Snort

Snort is a free open source program written by Martin Roesch in 1998. It has many uses. Snort is mainly noted for its network IDS and IPS capabilities. The program is based on libpcap. It is released under the GNU GPL version 2.0 license. Snort runs on both Windows and Linux operating systems.

Snort was originally maintained by Sourcefire, the company that Roesch founded. However Sourcecfire was acquired by Cisco in 2013. So the program is distributed by Cisco now. The program remains free. However the latest rule sets can be obtained quickly if you purchase a subscription that runs $499 per year.

Snort can do real time analysis of traffic. It can do protocol analysis and content search. Snort can read captures files. And it detects many types of attacks such a denial of service, worms, buffer overflows, stealth port scans, operating system fingerprinting and so on. When it detects such an attack, it can log alerts to syslog.

There are three main modes that Snort runs in:
  1. sniffer - packets displayed on screen
  2. logger - packets written to disk
  3. IDS - packets compared to rule sets
The rules are written to detect vulnerabilities. You can get access to official rule sets by registering. That costs nothing.
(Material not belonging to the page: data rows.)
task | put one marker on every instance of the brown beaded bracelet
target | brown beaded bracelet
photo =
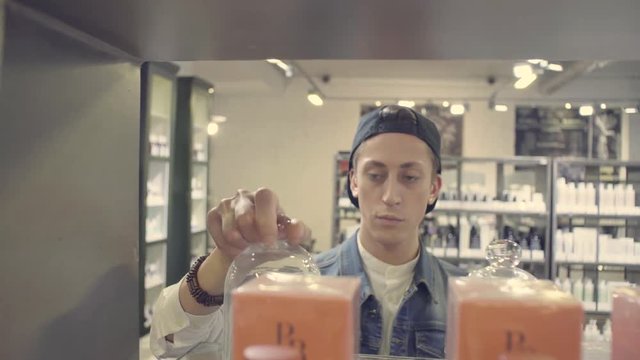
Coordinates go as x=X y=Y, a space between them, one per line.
x=201 y=296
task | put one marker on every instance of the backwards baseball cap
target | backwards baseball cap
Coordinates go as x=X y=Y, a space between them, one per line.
x=395 y=119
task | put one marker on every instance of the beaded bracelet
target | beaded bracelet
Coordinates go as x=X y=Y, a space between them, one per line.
x=201 y=296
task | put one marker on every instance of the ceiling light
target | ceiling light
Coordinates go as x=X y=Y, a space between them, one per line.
x=407 y=103
x=586 y=110
x=555 y=67
x=457 y=109
x=315 y=98
x=212 y=128
x=288 y=70
x=522 y=70
x=218 y=119
x=525 y=81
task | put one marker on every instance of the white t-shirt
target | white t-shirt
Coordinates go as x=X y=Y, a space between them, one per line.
x=389 y=284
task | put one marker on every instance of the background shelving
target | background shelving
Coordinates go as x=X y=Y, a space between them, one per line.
x=158 y=120
x=190 y=189
x=597 y=239
x=472 y=197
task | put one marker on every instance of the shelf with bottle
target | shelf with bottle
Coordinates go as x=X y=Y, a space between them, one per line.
x=580 y=199
x=199 y=153
x=198 y=187
x=444 y=239
x=155 y=229
x=595 y=298
x=588 y=246
x=159 y=148
x=521 y=202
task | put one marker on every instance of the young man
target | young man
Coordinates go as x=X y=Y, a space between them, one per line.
x=394 y=180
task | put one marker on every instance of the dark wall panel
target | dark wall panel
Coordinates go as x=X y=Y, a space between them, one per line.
x=69 y=134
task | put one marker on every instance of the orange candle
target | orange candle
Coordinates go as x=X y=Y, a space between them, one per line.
x=317 y=315
x=512 y=319
x=625 y=324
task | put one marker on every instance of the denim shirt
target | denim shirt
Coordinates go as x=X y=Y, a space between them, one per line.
x=420 y=324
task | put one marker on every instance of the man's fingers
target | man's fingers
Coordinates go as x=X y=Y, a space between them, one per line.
x=297 y=232
x=245 y=219
x=266 y=207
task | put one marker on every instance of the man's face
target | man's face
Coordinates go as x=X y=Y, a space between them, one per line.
x=394 y=182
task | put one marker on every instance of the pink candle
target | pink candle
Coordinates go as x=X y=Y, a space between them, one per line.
x=625 y=324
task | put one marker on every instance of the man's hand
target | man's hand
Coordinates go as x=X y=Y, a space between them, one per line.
x=234 y=224
x=252 y=217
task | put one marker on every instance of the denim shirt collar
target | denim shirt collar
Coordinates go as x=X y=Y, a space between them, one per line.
x=350 y=264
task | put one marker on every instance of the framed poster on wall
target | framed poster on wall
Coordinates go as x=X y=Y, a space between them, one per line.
x=557 y=131
x=449 y=126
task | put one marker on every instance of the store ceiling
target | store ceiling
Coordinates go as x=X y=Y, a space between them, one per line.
x=350 y=79
x=169 y=30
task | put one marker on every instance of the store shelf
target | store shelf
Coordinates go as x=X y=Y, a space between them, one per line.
x=160 y=117
x=159 y=158
x=198 y=229
x=598 y=312
x=586 y=263
x=155 y=282
x=156 y=204
x=604 y=216
x=156 y=238
x=494 y=211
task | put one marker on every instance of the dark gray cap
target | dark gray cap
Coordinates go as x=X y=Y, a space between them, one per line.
x=395 y=119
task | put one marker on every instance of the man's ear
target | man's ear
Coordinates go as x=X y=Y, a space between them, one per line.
x=436 y=184
x=353 y=182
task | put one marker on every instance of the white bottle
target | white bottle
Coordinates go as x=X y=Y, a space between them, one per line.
x=561 y=201
x=572 y=197
x=606 y=330
x=164 y=147
x=588 y=291
x=153 y=142
x=566 y=286
x=619 y=199
x=558 y=283
x=630 y=196
x=603 y=294
x=610 y=196
x=591 y=198
x=578 y=289
x=465 y=235
x=581 y=195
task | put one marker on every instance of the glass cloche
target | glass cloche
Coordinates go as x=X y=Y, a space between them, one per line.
x=259 y=259
x=503 y=256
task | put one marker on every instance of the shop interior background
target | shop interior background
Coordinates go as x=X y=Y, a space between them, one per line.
x=69 y=145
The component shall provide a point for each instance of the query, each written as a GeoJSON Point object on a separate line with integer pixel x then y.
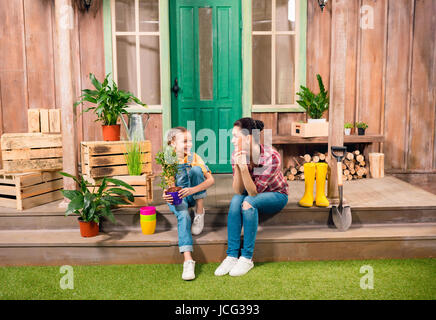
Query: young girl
{"type": "Point", "coordinates": [194, 177]}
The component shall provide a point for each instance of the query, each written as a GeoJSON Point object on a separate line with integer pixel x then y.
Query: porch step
{"type": "Point", "coordinates": [292, 215]}
{"type": "Point", "coordinates": [274, 243]}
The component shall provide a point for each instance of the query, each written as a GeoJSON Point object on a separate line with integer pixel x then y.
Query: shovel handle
{"type": "Point", "coordinates": [339, 164]}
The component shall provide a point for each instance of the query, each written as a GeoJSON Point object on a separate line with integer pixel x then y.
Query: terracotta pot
{"type": "Point", "coordinates": [111, 133]}
{"type": "Point", "coordinates": [88, 229]}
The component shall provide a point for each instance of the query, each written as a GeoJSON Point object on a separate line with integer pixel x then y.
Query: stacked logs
{"type": "Point", "coordinates": [354, 165]}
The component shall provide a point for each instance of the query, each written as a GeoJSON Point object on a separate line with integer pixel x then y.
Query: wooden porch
{"type": "Point", "coordinates": [391, 219]}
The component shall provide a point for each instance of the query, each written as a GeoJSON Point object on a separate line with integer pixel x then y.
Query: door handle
{"type": "Point", "coordinates": [175, 88]}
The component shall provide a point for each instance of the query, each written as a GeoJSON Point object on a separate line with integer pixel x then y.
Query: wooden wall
{"type": "Point", "coordinates": [391, 72]}
{"type": "Point", "coordinates": [27, 65]}
{"type": "Point", "coordinates": [390, 77]}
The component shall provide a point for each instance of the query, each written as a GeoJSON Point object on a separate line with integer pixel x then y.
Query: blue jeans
{"type": "Point", "coordinates": [267, 202]}
{"type": "Point", "coordinates": [187, 177]}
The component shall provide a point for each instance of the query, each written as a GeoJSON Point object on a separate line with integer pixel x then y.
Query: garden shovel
{"type": "Point", "coordinates": [341, 214]}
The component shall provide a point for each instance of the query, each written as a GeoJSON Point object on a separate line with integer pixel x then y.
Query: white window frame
{"type": "Point", "coordinates": [274, 33]}
{"type": "Point", "coordinates": [137, 35]}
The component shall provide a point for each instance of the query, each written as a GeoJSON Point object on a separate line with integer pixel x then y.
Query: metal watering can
{"type": "Point", "coordinates": [135, 127]}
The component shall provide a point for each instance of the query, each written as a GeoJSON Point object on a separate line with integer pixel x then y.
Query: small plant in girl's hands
{"type": "Point", "coordinates": [167, 159]}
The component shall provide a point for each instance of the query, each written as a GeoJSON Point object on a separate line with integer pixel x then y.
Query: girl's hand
{"type": "Point", "coordinates": [240, 158]}
{"type": "Point", "coordinates": [186, 192]}
{"type": "Point", "coordinates": [167, 197]}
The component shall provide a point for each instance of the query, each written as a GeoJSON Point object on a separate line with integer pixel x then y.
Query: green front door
{"type": "Point", "coordinates": [206, 62]}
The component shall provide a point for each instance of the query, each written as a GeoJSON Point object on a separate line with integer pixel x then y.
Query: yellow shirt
{"type": "Point", "coordinates": [196, 161]}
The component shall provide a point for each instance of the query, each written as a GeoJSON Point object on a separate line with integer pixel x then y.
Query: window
{"type": "Point", "coordinates": [136, 51]}
{"type": "Point", "coordinates": [275, 45]}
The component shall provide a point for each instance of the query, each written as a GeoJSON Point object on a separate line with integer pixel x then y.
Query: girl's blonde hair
{"type": "Point", "coordinates": [173, 132]}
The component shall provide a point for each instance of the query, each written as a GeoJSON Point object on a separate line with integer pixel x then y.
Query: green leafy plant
{"type": "Point", "coordinates": [361, 125]}
{"type": "Point", "coordinates": [92, 205]}
{"type": "Point", "coordinates": [109, 100]}
{"type": "Point", "coordinates": [133, 158]}
{"type": "Point", "coordinates": [314, 104]}
{"type": "Point", "coordinates": [167, 159]}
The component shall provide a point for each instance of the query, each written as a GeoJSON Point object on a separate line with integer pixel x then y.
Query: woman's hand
{"type": "Point", "coordinates": [241, 158]}
{"type": "Point", "coordinates": [186, 192]}
{"type": "Point", "coordinates": [167, 197]}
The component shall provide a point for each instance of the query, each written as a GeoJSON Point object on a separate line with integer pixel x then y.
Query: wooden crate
{"type": "Point", "coordinates": [107, 158]}
{"type": "Point", "coordinates": [30, 152]}
{"type": "Point", "coordinates": [44, 120]}
{"type": "Point", "coordinates": [31, 189]}
{"type": "Point", "coordinates": [307, 130]}
{"type": "Point", "coordinates": [143, 188]}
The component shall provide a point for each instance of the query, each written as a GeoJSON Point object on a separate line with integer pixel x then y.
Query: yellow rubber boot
{"type": "Point", "coordinates": [321, 174]}
{"type": "Point", "coordinates": [309, 180]}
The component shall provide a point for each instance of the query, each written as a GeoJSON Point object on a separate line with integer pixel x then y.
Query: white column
{"type": "Point", "coordinates": [64, 19]}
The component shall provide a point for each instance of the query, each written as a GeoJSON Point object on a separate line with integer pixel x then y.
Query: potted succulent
{"type": "Point", "coordinates": [109, 104]}
{"type": "Point", "coordinates": [167, 159]}
{"type": "Point", "coordinates": [133, 158]}
{"type": "Point", "coordinates": [314, 104]}
{"type": "Point", "coordinates": [347, 128]}
{"type": "Point", "coordinates": [91, 204]}
{"type": "Point", "coordinates": [361, 127]}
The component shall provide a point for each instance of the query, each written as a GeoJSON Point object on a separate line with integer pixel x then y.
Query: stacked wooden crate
{"type": "Point", "coordinates": [27, 190]}
{"type": "Point", "coordinates": [31, 162]}
{"type": "Point", "coordinates": [108, 159]}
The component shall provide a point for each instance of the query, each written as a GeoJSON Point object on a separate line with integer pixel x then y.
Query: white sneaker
{"type": "Point", "coordinates": [226, 266]}
{"type": "Point", "coordinates": [188, 270]}
{"type": "Point", "coordinates": [197, 224]}
{"type": "Point", "coordinates": [242, 267]}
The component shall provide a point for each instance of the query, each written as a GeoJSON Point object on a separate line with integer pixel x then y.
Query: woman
{"type": "Point", "coordinates": [260, 187]}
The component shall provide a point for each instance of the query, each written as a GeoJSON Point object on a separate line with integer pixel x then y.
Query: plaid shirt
{"type": "Point", "coordinates": [268, 175]}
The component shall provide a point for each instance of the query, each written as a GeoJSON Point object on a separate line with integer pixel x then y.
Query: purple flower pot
{"type": "Point", "coordinates": [176, 199]}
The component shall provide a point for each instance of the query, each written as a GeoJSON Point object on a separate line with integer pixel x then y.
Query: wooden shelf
{"type": "Point", "coordinates": [288, 139]}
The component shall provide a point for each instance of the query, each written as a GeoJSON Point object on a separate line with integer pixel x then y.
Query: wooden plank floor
{"type": "Point", "coordinates": [388, 192]}
{"type": "Point", "coordinates": [60, 247]}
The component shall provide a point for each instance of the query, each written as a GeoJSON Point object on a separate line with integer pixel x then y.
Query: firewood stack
{"type": "Point", "coordinates": [354, 165]}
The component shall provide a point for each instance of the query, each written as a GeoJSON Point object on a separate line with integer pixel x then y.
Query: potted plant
{"type": "Point", "coordinates": [361, 127]}
{"type": "Point", "coordinates": [110, 103]}
{"type": "Point", "coordinates": [133, 158]}
{"type": "Point", "coordinates": [91, 204]}
{"type": "Point", "coordinates": [314, 104]}
{"type": "Point", "coordinates": [347, 128]}
{"type": "Point", "coordinates": [167, 159]}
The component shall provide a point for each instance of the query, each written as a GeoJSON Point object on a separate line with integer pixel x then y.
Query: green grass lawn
{"type": "Point", "coordinates": [393, 279]}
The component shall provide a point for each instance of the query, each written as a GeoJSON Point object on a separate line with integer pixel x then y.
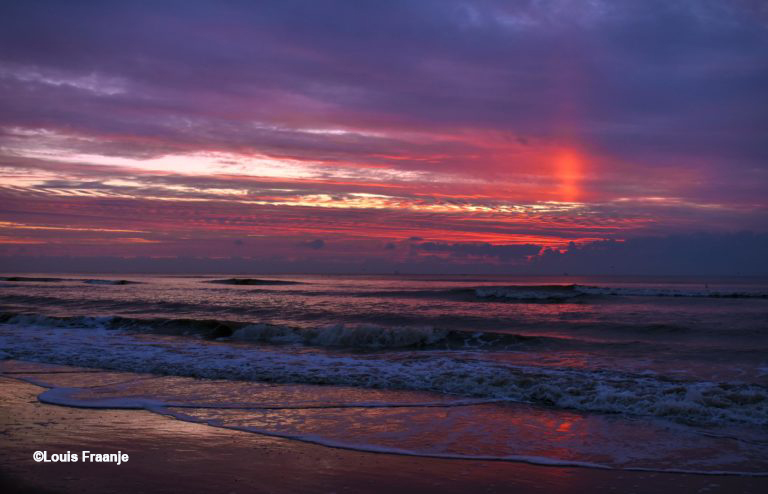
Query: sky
{"type": "Point", "coordinates": [531, 136]}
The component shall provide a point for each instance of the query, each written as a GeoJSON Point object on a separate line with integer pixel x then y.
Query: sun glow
{"type": "Point", "coordinates": [569, 165]}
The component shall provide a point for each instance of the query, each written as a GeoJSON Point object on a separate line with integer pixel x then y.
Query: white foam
{"type": "Point", "coordinates": [344, 335]}
{"type": "Point", "coordinates": [639, 394]}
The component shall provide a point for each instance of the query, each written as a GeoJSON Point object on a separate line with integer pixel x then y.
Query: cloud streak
{"type": "Point", "coordinates": [480, 127]}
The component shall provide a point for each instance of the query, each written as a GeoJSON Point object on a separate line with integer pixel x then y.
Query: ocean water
{"type": "Point", "coordinates": [667, 374]}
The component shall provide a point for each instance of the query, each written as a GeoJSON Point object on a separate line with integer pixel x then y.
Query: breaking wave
{"type": "Point", "coordinates": [629, 393]}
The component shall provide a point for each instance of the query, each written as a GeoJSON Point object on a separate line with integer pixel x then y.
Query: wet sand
{"type": "Point", "coordinates": [168, 455]}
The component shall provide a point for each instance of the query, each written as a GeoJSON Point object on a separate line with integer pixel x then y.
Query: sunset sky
{"type": "Point", "coordinates": [434, 136]}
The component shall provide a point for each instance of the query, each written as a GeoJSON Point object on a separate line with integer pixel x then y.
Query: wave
{"type": "Point", "coordinates": [517, 293]}
{"type": "Point", "coordinates": [340, 335]}
{"type": "Point", "coordinates": [253, 281]}
{"type": "Point", "coordinates": [31, 279]}
{"type": "Point", "coordinates": [640, 394]}
{"type": "Point", "coordinates": [568, 292]}
{"type": "Point", "coordinates": [90, 281]}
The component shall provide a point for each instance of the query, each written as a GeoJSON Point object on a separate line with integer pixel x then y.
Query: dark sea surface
{"type": "Point", "coordinates": [633, 373]}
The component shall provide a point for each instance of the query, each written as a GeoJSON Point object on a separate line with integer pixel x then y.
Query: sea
{"type": "Point", "coordinates": [634, 373]}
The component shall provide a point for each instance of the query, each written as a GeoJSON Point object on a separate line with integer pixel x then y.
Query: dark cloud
{"type": "Point", "coordinates": [742, 254]}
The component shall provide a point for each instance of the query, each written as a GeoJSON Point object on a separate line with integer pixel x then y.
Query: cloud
{"type": "Point", "coordinates": [742, 254]}
{"type": "Point", "coordinates": [481, 250]}
{"type": "Point", "coordinates": [316, 244]}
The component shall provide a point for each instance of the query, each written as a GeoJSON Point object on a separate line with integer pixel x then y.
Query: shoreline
{"type": "Point", "coordinates": [169, 455]}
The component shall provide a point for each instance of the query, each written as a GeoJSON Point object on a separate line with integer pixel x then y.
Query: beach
{"type": "Point", "coordinates": [168, 455]}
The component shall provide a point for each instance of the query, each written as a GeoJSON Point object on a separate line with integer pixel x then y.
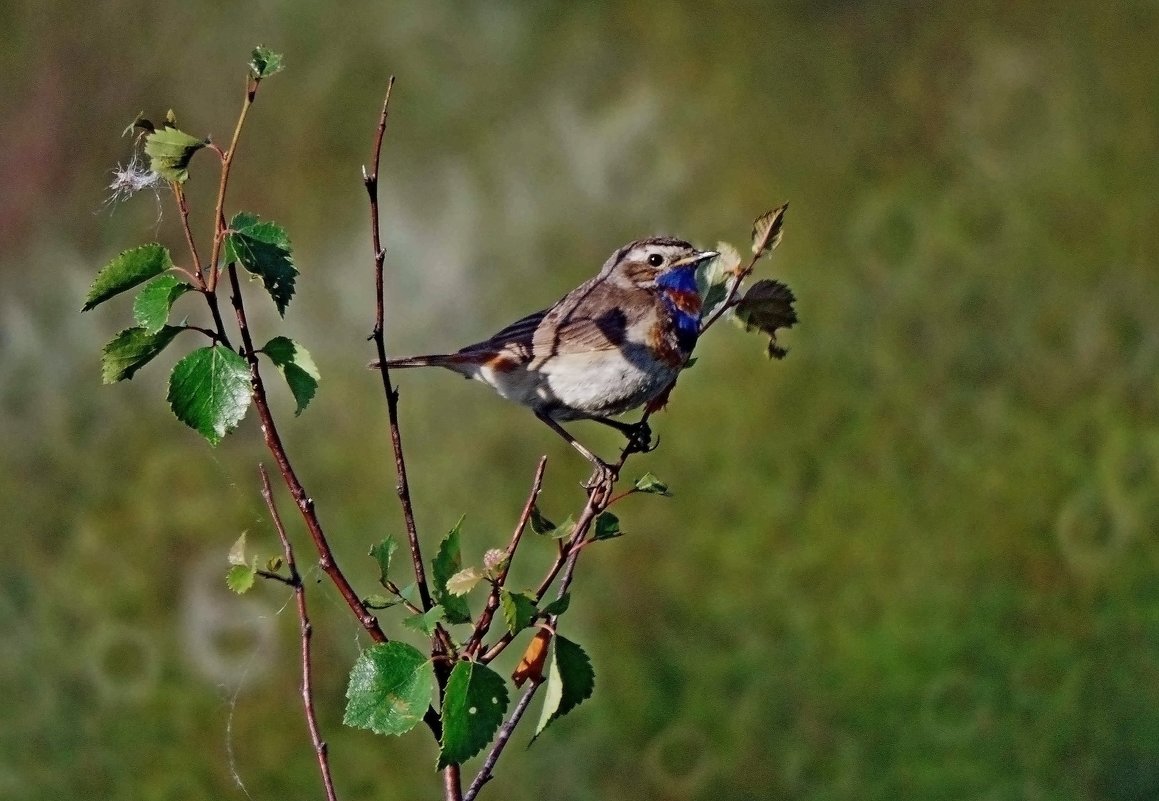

Rule sets are provided to users with subscriptions, but the rules are released for free 30 days later to the public.

Snort boats 4M+ downloads and 500k+ registered users. It claims to be the most widely deployed IDS out there. Some say it beats the pants off proprietary IDS solutions. There are other programs which interface with Snort such as BASE, which is a free web interface for Snort alerts.